Saturday, 15 September 2012

Milad-the voyage to Ophir

Last week, on our visit to the Phoenician ship, I brought the book: Milad-the voyage to Ophir by Nazam Anhar. Not surprisingly, it is historical fiction about a Phoenician boy who sails with a fleet to Ophir (present day Ethiopia) to bring back treasures for King Solomon of Israel.

This book would be, I think, what the nineteenth century educator, Charlotte Mason, would have described as a living book. It is fiction and certainly not a textbook or twaddle but had me looking at my atlas to see what the modern equivalents are called.

Milad comes from a farming family in Phoenicia-modern Lebanon. He has always wanted to go to sea but his parents have wanted him to stay on the family farm until drought threatens their livelihood. Milad is taken on a ship travelling to Ophir to bring back treasures for Solomon. He encounters pirates and a runaway princess as well as travelling deep into Ophir with the crew who trade for treasure.

I don't want to tell you too much but Milad and an experienced Phoenician navigator have a hair raising journey home via Egypt and the Nile.

 It was fascinating to think that some of the pyramids were several hundred years old even then. I learnt more than I had known, well that wasn't much, about the Nile and the area surrounding the Blur Nile.

This book is a suitable read for older children probably from about age 10. It would definitely appeal to boys.

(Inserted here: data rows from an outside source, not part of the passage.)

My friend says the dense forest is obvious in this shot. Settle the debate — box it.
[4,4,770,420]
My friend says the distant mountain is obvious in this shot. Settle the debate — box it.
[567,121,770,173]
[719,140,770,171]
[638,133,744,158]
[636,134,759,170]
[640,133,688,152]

Caveats: the adventures are fairly extreme. I was a bit surprised that they arrived back in one piece.

Solomon doesn't come off in the best light-I don't have a problem with this. I wouldn't have wanted to be the nth wife anymore than the runaway princess did. Milad isn't a Jew and doesn't have any understanding of the God of the Jews nor of the circumstances of Solomon's accession but then these are discussion points.

It is obtainable in the UK from the Phoenicia but it also appears to be sold by LCP. I've never ordered from LCP which seem to be primarily a schools company but they do seem to sell the book in quantities of one! It is published by the Australian branch of Scholastic and is available on in the US.

1 comment:

  1. Sounds like an interesting book. Thanks for linking up to The Children's Bookshelf.